The problem isn’t anti-spam, it’s volume of traffic. If you rent a VPS you probably have in the order of 100-1000 Mbps bandwidth - easily saturated by a modest botnet but you’re nowhere near the level of service where you can get someone on the phone to help you classify and block traffic. Many sites are playing the “don’t be a target” card right now and it’s working, but for how long?
Surely there is community/collective-ran or non-profit option here. I’m not convinced it’s in our best interest that a corporation is given the power.
Ultimately it’s a technical flaw, or at least a trade-off in the design of the internet. IMO we’d do well to look at protocols that help us share content and create multiuser applications without letting a single node get overwhelmed - something quite different from IP+HTTP.
As for a community-run Cloudflare… well I can only imagine how the discussions would go about which Mastodon instances deserve protection and which don’t. Under the circumstances, I’ll take the corporation.
I can be mad at & still understand siding with the corporation in the short-term, but long-term we need a real solution out there to a corporate gatekeeper.
Any recommendations for a trustworthy community-ran or non-profit alternative to cloudflare?
I am with you in the ideological argument, but also involved in projects where resources are low, ddos happens and cloudflare seems hard to beat. Would love to learn about more alternatives, especially european ones
Their free WAF rules do offer very easy blocking of certain ASNs, countries* or clients, while creating 0 overhead for your webserver. I only use them for one service, but their WAF rules + caching can diminish the traffic you see to 1% (for example with media files), while costing you nothing.
As much as I dislike the size (literally network effect) and amount of MITM through CF, their value for hosting simple stuff can’t be understated. I know people who said “DDoS for the application API of our company? dunno, we let CF handle it”..
But - and that is the problem - a CF wide block is literally the starting point of what we fear the so called browser integrity will bring us. CF will probably also just add browser integrity checks on top.
* based on your service, it may be, that you actually don’t expect traffic from outside your country - or you just invoke a DDoS JS captcha in front, and let that handle the problems.
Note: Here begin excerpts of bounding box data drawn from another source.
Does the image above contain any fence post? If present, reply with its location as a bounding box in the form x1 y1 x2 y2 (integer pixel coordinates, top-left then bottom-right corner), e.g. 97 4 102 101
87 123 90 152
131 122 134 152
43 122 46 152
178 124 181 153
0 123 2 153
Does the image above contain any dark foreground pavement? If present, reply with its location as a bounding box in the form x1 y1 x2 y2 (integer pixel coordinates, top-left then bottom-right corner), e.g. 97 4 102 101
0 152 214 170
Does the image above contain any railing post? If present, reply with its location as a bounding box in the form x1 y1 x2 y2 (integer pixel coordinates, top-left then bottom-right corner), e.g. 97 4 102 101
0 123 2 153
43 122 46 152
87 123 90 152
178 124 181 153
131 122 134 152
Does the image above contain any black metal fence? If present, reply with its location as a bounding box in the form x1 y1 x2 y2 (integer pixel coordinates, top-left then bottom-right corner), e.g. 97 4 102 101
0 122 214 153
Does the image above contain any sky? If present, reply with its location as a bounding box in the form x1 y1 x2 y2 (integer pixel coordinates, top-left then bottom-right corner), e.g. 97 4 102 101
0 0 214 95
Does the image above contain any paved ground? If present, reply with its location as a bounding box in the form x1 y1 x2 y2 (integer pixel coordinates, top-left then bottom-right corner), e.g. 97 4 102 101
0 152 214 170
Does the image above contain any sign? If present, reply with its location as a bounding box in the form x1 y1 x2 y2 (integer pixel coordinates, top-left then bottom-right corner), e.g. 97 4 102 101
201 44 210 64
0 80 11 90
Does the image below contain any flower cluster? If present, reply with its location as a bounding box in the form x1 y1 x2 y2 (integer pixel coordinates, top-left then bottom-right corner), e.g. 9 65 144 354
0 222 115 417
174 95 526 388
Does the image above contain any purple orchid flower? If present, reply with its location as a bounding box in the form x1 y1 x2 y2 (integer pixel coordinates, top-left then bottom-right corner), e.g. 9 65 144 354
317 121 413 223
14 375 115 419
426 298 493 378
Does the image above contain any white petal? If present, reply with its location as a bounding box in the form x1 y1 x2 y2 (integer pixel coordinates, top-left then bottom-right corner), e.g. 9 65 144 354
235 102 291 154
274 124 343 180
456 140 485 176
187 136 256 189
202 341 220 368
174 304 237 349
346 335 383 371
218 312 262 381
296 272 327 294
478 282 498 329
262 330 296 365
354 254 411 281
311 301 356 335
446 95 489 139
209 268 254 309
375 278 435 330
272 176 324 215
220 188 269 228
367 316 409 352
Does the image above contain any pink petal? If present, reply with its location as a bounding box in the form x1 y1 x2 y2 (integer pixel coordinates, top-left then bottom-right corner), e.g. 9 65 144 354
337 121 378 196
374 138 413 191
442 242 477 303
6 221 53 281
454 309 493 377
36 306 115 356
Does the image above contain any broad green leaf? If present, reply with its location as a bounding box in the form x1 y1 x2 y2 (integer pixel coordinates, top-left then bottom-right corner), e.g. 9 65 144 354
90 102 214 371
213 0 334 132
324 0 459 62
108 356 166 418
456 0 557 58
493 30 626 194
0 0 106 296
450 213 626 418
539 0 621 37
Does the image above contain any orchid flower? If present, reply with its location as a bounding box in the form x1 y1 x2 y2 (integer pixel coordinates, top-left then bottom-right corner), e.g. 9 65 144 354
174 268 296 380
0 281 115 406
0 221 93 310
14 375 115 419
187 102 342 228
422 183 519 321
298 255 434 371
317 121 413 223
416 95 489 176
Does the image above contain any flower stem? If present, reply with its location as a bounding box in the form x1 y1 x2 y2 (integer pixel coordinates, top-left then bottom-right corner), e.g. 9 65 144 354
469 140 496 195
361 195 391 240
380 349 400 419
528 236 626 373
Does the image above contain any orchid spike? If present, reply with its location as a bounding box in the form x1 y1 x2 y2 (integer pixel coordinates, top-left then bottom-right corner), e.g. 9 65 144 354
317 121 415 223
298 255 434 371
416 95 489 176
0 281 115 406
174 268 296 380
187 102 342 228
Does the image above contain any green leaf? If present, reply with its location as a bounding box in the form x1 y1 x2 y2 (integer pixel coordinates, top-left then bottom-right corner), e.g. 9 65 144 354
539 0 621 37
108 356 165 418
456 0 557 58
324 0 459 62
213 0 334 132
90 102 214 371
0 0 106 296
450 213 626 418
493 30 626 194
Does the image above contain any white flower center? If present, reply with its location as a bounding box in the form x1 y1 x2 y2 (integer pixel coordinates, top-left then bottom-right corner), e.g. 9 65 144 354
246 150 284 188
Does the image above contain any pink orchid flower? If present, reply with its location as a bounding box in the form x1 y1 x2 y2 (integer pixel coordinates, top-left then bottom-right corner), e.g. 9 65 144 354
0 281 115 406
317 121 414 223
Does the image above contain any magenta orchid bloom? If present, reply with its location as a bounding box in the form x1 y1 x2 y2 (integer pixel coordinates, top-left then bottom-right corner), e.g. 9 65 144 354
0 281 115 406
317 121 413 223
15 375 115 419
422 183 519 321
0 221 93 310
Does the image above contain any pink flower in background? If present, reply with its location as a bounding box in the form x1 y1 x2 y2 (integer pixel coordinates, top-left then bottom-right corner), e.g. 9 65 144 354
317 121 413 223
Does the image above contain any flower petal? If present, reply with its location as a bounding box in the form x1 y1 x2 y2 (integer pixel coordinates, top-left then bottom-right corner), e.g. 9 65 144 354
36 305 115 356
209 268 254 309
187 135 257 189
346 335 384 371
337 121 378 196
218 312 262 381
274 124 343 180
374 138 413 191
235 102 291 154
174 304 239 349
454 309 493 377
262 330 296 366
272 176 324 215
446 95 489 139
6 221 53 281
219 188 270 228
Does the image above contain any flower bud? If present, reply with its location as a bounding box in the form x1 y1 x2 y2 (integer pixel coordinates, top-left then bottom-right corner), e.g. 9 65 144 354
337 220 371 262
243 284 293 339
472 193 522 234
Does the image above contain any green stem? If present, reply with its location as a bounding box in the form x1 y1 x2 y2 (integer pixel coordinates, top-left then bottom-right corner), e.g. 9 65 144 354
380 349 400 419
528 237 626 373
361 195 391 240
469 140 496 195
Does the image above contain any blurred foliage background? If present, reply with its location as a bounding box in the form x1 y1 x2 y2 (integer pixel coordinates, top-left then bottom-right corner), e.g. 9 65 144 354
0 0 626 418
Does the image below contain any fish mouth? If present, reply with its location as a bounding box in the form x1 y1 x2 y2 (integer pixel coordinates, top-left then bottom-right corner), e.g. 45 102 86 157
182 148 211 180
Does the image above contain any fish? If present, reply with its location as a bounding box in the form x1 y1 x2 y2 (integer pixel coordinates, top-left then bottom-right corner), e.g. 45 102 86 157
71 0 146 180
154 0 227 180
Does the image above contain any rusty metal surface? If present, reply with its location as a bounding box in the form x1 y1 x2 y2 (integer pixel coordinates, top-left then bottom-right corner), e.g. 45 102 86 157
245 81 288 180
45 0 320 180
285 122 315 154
This is scaring me. The web was a haven where apps were not. Just today my bank app finally figured out either I had root (with Zygisk) or had a custom ROM (which I use for a firewall, ad block, Aurora Services, & microG which improves my privacy), but I could fall back to the non-mobile-optimized, right-click-disabling, log-you-out-without-prompt, Netscape-Navigator-4-detecting website. If we get the Web Integrity BS, the web won’t be safe either. Luckily I’m in a cash-first country, but I have a feeling its all about to get worse, & we’ll need to carry a separate device just to do basic tasks—a device all the advertisers & trackers can milk every big out of you.
Yep, even a verification app my health insurance wanted me to use, did detect this. Apparently they rather have me fake it, or leave the OEM android that’s 4 years outdated.
“install our spyware or you dont get healthcare” sounds terrifying
What does “WAF” mean?
Web Application Firewall
you setup rules by which to present captchas, block pages, rate limits etc in a very simple “and” “or” chain
based on IPs, networks, ASNs, countries, URLs, cookies etc etc
There’s another issue, which is that some sites using Cloudflare simply don’t work on non-mainstream browsers. E.g. GitLab; I’ve had an open issue with them for ages about this, and in fact it’s one of the reasons I moved to Sourcehut:
https://gitlab.com/gitlab-org/gitlab/-/issues/341736
… which is also related to another CF issue here:
https://gitlab.com/gitlab-org/gitlab/-/issues/358802
Per one of the comments on the second issue, CF doesn’t seem to have any way for
victimsend-users of their systems to report issues.